CBA were best part of £50 per share so reinvesting the dividend in CBA shares did not interest me (an option I should have taken perhaps, but they are down to £30 currently).
My preferred action was to use those dividend dollars to by TOU (TLOU) shares with those dollars in my AUD cash account. So twice a year I get a dividend which is 100% (less $10 commission) used to buy TLOU shares.
In practice that was the case until I sold CBA at $93 (having bought in the $70 range) and used the money to buy HL. back in Blighty for their dividend! Was going to go back to CBA after the dividend but HL collapsed from £18 to £12 so I am sticking with them for their dividend instead.
So I have ASX shares in TLOU for no good reason just as you thought!

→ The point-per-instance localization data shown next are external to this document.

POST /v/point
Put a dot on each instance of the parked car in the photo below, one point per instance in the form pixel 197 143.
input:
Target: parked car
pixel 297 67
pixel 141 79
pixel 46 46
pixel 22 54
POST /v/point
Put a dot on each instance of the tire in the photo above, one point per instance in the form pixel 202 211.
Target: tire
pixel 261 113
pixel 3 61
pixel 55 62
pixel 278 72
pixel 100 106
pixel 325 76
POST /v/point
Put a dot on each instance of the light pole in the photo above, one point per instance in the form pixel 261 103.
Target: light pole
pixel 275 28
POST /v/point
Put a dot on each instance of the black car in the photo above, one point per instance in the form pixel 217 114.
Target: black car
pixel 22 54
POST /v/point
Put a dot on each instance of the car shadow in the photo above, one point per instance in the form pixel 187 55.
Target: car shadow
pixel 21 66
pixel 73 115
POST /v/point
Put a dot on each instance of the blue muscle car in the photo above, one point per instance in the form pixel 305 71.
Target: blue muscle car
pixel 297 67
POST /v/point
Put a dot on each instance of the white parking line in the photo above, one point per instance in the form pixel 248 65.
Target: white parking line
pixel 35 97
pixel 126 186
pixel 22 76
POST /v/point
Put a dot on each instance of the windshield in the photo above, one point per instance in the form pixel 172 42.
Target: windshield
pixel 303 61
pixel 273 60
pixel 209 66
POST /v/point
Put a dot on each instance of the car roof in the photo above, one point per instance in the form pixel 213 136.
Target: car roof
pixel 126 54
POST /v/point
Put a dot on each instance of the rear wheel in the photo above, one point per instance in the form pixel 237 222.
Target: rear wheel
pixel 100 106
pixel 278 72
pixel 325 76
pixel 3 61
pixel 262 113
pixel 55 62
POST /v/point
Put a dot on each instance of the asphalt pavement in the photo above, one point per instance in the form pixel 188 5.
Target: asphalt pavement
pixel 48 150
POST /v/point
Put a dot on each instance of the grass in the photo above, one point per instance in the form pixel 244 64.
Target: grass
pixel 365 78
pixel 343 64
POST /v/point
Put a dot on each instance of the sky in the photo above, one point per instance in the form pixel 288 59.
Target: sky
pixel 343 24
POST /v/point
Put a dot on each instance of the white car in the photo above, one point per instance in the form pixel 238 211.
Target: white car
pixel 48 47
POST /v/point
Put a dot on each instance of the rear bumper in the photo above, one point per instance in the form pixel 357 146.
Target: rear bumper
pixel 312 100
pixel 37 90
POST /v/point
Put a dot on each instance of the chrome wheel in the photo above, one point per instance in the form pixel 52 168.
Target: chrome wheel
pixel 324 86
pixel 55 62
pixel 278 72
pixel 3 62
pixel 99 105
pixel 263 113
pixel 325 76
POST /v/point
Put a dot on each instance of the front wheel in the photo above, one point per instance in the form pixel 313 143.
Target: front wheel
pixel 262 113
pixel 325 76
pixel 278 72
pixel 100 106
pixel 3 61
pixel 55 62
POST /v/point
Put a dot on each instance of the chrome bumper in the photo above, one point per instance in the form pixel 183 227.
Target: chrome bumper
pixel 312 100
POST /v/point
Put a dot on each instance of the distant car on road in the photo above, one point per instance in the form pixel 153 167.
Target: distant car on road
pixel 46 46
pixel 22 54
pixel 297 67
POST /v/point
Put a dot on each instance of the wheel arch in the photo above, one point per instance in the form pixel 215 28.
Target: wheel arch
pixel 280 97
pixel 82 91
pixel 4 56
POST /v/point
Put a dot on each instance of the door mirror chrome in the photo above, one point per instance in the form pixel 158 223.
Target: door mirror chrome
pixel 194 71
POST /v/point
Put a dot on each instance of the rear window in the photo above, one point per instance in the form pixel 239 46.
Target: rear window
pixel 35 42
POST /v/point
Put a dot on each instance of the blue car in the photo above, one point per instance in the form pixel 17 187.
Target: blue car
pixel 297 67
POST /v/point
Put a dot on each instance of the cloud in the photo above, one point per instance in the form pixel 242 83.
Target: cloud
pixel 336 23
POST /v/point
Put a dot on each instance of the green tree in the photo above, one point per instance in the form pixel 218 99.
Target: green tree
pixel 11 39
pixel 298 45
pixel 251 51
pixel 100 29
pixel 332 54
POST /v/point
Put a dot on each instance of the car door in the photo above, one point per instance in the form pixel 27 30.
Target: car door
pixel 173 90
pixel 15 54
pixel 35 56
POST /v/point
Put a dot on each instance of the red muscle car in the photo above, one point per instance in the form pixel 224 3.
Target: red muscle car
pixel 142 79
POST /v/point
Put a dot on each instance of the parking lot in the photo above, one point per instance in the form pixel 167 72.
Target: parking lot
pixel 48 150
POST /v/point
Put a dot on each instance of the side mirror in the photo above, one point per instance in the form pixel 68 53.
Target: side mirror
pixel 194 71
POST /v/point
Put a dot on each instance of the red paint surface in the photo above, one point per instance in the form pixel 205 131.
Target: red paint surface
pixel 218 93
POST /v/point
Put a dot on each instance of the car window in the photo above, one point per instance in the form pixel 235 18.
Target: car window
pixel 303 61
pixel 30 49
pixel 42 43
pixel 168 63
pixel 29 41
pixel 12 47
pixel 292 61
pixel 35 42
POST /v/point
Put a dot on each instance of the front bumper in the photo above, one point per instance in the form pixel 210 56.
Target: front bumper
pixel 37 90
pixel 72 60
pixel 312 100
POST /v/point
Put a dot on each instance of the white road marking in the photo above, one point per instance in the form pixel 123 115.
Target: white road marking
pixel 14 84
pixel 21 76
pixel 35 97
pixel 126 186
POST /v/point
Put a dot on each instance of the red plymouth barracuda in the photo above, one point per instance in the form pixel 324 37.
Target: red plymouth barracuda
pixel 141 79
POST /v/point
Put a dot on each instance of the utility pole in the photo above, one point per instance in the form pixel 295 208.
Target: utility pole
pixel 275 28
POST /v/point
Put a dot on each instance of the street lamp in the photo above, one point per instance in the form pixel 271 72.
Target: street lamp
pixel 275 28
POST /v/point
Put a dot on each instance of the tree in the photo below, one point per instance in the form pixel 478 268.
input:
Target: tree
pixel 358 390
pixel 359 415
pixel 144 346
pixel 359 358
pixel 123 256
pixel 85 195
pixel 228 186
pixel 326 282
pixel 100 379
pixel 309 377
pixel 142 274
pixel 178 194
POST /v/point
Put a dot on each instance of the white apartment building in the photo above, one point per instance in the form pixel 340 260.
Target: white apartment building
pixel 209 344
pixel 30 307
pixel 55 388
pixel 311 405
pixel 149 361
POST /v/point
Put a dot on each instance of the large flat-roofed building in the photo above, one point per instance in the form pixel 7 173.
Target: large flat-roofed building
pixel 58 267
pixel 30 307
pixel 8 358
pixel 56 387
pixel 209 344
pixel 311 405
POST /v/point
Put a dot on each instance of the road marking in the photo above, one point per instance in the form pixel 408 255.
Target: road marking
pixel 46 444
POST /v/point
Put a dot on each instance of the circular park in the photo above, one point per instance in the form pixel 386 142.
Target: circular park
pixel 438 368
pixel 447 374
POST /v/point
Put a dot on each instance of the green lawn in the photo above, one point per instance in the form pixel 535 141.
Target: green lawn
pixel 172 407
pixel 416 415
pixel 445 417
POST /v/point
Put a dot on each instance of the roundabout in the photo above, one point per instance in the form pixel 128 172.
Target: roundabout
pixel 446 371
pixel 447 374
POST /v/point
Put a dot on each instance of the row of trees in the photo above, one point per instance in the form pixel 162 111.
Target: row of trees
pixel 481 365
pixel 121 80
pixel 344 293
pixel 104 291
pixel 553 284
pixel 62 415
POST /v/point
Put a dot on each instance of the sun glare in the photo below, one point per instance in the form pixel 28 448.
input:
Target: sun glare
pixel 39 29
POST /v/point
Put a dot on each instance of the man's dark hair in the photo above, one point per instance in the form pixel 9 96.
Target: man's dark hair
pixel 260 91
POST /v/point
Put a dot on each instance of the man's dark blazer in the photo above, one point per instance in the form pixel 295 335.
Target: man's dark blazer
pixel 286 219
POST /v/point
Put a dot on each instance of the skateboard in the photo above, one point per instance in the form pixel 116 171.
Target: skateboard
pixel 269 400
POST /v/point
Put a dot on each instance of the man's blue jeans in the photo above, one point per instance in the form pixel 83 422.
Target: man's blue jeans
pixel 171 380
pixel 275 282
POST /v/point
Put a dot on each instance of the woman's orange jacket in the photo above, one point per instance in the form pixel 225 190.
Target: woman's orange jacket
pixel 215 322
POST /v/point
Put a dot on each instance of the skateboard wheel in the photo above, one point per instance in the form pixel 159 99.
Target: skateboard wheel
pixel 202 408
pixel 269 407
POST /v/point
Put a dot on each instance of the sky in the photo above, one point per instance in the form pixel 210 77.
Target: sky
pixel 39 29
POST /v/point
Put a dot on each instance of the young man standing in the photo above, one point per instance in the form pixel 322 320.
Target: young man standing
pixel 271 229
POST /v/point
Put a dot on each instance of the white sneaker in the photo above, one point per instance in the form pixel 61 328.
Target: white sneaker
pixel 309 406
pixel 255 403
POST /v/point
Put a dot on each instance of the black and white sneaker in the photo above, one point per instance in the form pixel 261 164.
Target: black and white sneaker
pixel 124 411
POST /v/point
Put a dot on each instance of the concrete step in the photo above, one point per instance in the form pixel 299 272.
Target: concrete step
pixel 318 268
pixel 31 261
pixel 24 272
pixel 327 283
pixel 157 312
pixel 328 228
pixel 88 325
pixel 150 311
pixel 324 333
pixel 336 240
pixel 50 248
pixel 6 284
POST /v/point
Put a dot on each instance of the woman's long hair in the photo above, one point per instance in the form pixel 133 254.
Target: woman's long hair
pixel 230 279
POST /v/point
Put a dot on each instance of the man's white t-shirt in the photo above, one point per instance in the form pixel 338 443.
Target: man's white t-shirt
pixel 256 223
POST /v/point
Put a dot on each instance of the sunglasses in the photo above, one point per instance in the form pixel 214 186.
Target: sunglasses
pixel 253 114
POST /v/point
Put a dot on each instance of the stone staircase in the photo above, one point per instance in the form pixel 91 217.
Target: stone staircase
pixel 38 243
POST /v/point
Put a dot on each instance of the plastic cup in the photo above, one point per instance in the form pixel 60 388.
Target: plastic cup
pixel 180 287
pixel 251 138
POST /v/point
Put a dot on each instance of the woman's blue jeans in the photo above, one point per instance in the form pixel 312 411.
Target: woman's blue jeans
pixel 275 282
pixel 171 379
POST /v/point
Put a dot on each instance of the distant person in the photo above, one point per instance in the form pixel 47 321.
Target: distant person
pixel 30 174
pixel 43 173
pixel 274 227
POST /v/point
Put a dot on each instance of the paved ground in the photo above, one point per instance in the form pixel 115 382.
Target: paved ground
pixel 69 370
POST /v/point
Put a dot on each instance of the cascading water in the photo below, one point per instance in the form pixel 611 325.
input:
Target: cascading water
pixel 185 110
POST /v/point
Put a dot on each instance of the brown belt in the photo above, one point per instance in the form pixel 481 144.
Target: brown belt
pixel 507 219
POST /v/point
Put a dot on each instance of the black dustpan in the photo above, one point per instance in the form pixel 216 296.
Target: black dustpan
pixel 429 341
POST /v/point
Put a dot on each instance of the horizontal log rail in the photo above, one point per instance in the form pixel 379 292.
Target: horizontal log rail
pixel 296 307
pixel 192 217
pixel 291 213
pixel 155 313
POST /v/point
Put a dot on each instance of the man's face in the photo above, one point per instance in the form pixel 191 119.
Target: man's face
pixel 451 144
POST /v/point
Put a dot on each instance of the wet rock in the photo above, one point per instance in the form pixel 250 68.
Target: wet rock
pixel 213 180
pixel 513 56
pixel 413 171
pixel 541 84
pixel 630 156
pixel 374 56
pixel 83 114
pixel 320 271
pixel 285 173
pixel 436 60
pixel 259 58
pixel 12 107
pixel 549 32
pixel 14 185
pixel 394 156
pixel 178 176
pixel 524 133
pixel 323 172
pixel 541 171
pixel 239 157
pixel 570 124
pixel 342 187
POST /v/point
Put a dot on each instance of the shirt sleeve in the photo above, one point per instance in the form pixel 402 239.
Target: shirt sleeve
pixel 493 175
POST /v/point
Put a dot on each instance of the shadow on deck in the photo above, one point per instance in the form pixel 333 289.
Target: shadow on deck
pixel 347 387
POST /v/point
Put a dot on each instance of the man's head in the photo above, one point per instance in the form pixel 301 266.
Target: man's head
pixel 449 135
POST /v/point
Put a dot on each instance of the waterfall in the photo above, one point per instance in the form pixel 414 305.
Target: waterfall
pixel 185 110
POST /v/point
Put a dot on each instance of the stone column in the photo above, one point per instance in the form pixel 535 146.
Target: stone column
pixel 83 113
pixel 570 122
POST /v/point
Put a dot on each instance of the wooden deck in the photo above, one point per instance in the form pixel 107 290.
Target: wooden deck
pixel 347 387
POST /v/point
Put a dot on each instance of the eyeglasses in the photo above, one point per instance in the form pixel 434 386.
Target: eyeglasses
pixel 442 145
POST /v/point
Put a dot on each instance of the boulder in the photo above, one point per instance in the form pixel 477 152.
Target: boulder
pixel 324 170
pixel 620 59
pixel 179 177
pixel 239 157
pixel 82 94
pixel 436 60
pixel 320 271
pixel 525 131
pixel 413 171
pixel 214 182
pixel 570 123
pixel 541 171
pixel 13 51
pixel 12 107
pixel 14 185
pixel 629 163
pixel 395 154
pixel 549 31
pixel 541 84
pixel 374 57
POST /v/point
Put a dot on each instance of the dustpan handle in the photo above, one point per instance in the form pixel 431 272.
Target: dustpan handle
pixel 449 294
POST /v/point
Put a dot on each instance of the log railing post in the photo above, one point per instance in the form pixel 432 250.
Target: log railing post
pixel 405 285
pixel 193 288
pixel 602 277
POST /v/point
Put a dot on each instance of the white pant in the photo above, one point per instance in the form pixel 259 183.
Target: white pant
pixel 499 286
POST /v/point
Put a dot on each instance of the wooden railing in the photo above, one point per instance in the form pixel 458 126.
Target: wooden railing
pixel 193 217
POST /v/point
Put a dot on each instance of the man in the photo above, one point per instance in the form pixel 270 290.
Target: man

BUT the foreign exchange rate between AUD and GBP varies all the time , so as MM said, arbitrage comes into it! If the dollar became extremely strong against the £ I can sell my ASX holding and settle in £ for a small windfall. And vice versa, of course!
I hope that gives you some incite into foreign exchanges from our point of view!
From the companies point of view , they simply prefer to have shareholders money from three countries rather than one? And the added work makes it worthwhile!
E.G. Which exchange did the pension fund use to buy their shares? Unlikely to be the FTSE, and if it was BSE (I don't know without researching) would they have bothered on the the other two?
And TG's professional friend, bought through ASX .... would they have ventured overseas?
I think TLOU kno hat they are doing .... so relax!